Material from the scene of the atrocity, including the bomb's alleged detonator, were pictured in a story by the news outlet on Wednesday, having apparently been shared by US officials.
The unauthorised release provoked outrage in British intelligence circles and led Greater Manchester Police to temporarily sever information-sharing ties with their American counterparts.
The US president, who was due to receive a dressing down from Theresa May at a Nato summit in Brussels, declared the security lapse a "grave threat to our national security".
In a White House statement, he said: "The alleged leaks coming out of government agencies are deeply troubling.
"These leaks have been going on for a long time and my administration will get to the bottom of this.
"The leaks of sensitive information pose a grave threat to our national security.
"I am asking the Department of Justice and other relevant agencies to launch a complete review of this matter, and if appropriate, the culprit should be prosecuted to the fullest extent of the law."
His pronouncements once again set the New York Times in the crosshairs of the famously media-wary president.
Mr Trump has waged a highly-publicised battle with the newspaper, routinely describing it as "fake news" and "failing" in its coverage of him.
But the organisation defended its reporting of the Manchester Arena evidence.
"The images and information presented were neither graphic nor disrespectful of victims, and consistent with the common line of reporting on weapons used in horrific crimes," it said in a statement.

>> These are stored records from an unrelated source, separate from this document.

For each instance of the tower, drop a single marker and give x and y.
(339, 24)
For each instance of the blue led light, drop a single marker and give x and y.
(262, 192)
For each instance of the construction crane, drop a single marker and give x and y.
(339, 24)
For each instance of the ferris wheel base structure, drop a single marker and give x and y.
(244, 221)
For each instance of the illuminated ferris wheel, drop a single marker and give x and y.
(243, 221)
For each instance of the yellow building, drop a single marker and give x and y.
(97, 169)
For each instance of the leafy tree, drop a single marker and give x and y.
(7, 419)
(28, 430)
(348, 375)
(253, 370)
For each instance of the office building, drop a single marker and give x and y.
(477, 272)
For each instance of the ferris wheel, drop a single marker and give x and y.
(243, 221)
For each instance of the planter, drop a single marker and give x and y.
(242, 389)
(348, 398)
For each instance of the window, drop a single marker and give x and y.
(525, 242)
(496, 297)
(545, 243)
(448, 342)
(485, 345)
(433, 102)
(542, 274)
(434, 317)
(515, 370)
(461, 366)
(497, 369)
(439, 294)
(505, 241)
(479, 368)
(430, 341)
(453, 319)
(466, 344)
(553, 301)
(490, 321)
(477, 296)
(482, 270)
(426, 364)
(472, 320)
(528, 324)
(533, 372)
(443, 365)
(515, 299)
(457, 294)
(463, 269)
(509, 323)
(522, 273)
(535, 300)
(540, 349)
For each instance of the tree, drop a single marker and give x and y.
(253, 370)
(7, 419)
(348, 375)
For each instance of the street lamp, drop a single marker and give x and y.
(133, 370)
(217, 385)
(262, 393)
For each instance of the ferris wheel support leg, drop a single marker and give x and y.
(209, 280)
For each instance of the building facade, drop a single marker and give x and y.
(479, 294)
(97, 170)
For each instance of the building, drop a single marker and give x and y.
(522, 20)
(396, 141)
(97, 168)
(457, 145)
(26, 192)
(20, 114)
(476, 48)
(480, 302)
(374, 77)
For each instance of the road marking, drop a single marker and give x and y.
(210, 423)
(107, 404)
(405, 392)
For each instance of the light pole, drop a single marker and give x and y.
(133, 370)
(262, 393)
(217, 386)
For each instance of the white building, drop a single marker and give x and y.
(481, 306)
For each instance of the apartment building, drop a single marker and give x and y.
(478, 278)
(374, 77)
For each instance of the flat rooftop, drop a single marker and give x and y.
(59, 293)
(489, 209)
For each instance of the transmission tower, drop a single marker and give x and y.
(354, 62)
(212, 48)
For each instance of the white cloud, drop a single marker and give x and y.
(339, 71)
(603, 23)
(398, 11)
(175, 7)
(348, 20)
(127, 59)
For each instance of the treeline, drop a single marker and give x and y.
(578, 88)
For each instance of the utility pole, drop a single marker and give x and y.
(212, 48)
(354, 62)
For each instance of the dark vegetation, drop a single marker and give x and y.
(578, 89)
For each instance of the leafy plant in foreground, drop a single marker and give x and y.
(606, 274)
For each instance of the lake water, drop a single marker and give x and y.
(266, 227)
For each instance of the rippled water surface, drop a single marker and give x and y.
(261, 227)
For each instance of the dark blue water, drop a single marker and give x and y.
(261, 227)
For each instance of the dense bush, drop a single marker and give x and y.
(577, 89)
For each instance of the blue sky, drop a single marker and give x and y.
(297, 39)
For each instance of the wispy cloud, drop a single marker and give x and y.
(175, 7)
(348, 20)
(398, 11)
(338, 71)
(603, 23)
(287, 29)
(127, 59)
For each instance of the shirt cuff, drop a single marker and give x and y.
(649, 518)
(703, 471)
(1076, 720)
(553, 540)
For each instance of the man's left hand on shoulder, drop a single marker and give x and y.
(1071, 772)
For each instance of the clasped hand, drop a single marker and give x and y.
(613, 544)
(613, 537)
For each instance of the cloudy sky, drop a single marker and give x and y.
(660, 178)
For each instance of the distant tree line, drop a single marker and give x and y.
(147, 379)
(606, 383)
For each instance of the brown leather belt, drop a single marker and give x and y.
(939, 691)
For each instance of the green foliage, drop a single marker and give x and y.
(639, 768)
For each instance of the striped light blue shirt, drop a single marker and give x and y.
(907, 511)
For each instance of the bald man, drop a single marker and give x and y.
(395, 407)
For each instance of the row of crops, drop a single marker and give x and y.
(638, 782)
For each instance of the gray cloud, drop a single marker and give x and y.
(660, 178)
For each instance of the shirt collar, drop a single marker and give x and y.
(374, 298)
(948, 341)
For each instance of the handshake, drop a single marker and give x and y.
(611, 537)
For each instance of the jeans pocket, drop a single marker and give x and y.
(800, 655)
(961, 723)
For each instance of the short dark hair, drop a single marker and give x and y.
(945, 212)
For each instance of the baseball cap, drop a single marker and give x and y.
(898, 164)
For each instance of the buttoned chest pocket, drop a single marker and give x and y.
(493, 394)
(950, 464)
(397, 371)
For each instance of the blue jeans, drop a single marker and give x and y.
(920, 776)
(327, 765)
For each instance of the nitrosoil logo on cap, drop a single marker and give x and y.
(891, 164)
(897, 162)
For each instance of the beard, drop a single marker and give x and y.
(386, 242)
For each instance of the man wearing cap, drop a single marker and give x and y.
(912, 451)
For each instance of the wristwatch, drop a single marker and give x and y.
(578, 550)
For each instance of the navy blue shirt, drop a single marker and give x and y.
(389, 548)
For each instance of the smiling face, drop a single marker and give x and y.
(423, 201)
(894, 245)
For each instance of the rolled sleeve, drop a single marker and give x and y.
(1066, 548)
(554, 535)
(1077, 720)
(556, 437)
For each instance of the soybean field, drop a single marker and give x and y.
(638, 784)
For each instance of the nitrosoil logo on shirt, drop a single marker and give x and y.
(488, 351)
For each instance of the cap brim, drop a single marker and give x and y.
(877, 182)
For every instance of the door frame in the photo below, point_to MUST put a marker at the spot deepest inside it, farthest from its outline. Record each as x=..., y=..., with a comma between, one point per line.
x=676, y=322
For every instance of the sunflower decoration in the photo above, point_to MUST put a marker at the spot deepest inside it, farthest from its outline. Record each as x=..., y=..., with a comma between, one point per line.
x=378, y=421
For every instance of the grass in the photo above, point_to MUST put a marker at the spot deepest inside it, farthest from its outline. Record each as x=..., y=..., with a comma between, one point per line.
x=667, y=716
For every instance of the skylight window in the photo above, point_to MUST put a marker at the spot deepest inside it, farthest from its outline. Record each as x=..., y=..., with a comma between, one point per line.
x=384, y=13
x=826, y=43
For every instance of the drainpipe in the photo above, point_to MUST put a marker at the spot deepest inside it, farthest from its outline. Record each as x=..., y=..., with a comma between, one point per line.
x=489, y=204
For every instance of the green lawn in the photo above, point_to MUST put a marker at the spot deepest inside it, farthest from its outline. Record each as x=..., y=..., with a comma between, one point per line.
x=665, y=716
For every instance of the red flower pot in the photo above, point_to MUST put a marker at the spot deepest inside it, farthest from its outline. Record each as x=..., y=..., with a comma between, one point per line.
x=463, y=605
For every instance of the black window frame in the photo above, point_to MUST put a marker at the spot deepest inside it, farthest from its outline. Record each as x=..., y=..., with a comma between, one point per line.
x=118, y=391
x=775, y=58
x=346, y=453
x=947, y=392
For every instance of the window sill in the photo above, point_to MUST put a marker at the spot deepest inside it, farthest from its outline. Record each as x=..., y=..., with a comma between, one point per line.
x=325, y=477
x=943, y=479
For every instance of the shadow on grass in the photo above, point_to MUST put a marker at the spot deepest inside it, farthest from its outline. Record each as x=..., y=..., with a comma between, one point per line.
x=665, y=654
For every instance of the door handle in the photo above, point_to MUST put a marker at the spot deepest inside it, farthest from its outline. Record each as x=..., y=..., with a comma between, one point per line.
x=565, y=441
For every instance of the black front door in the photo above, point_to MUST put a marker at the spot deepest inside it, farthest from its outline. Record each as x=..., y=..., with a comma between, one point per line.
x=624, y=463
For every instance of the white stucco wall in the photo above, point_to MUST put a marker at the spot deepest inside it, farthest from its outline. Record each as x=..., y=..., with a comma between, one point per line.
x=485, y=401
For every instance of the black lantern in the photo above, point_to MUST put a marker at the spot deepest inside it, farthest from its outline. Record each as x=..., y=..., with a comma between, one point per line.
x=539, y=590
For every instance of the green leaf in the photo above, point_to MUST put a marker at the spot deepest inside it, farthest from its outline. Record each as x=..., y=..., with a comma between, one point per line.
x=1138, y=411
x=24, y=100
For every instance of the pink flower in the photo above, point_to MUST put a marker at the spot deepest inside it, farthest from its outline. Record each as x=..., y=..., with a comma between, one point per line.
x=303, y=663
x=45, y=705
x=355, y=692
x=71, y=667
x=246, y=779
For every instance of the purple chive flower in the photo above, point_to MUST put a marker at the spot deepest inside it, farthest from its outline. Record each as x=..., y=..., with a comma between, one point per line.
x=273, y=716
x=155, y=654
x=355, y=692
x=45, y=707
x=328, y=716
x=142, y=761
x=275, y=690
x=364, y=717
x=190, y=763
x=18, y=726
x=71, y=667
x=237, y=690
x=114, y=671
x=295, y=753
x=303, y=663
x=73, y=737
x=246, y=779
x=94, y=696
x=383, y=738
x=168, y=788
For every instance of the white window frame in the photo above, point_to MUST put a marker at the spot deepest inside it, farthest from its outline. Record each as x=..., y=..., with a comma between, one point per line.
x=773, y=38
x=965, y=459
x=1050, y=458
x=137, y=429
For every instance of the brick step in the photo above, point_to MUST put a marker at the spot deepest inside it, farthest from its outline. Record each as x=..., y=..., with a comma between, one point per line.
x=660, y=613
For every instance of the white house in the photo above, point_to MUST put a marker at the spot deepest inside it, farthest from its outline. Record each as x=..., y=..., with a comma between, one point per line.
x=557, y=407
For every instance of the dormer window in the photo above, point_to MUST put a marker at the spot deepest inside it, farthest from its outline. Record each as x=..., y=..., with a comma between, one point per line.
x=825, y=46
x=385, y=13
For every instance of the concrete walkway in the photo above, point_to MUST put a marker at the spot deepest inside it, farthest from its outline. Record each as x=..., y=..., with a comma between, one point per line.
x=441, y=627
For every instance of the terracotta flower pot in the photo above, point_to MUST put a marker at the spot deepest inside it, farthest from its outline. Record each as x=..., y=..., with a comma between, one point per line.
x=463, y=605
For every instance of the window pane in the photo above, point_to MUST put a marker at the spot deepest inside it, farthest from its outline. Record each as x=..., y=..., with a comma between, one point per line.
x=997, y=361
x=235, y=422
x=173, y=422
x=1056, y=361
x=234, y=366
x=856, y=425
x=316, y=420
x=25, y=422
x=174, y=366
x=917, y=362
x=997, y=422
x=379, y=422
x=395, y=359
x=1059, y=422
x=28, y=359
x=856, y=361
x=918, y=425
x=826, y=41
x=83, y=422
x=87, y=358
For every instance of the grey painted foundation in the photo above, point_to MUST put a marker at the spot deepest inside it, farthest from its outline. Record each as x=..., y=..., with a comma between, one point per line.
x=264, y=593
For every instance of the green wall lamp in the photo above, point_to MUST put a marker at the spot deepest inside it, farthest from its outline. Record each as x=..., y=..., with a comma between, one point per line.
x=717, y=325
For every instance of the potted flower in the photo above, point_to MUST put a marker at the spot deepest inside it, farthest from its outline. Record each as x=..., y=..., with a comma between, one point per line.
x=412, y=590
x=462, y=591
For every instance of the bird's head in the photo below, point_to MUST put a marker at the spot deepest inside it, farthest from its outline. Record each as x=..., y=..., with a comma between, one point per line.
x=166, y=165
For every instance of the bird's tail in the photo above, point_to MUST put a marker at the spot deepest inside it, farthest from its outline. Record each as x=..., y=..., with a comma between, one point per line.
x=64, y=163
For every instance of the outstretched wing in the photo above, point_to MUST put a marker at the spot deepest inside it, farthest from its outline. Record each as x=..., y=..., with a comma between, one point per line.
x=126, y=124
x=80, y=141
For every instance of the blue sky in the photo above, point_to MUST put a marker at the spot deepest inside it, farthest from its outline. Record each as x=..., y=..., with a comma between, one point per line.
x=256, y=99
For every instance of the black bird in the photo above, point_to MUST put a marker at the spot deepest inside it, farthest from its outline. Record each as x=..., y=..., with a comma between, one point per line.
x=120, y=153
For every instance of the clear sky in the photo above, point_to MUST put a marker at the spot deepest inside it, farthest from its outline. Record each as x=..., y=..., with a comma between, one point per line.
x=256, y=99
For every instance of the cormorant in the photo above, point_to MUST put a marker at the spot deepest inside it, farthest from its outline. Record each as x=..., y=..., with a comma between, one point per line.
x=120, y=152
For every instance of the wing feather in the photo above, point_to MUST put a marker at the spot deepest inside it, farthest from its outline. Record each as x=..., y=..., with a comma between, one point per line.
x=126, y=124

"We have strict guidelines on how and in what ways we cover sensitive stories. Our coverage of Monday's horrific attack has been both comprehensive and responsible."
The promise of a US investigation comes at a time of heightened sensitivity about leaked information surrounding the Trump administration.
Mr Trump weathered a storm of criticism for passing on highly classified Israeli intelligence to Russian officials in a meeting earlier this month.
He later accused the former head of the FBI, James Comey, of leaking details of their conversations in the fallout from his dismissal.
Wednesday's controversy with the New York Times followed similar episodes in the wake of the attack - including US sources sharing the terrorist's identity with broadcasters.
It came hours after Home Secretary Amber Rudd publicly rebuked US authorities over the leaks, labelling them "irritating".
A furious response from counter-terror chiefs was also issued in response to the New York Times piece, saying such episodes "undermine our investigations".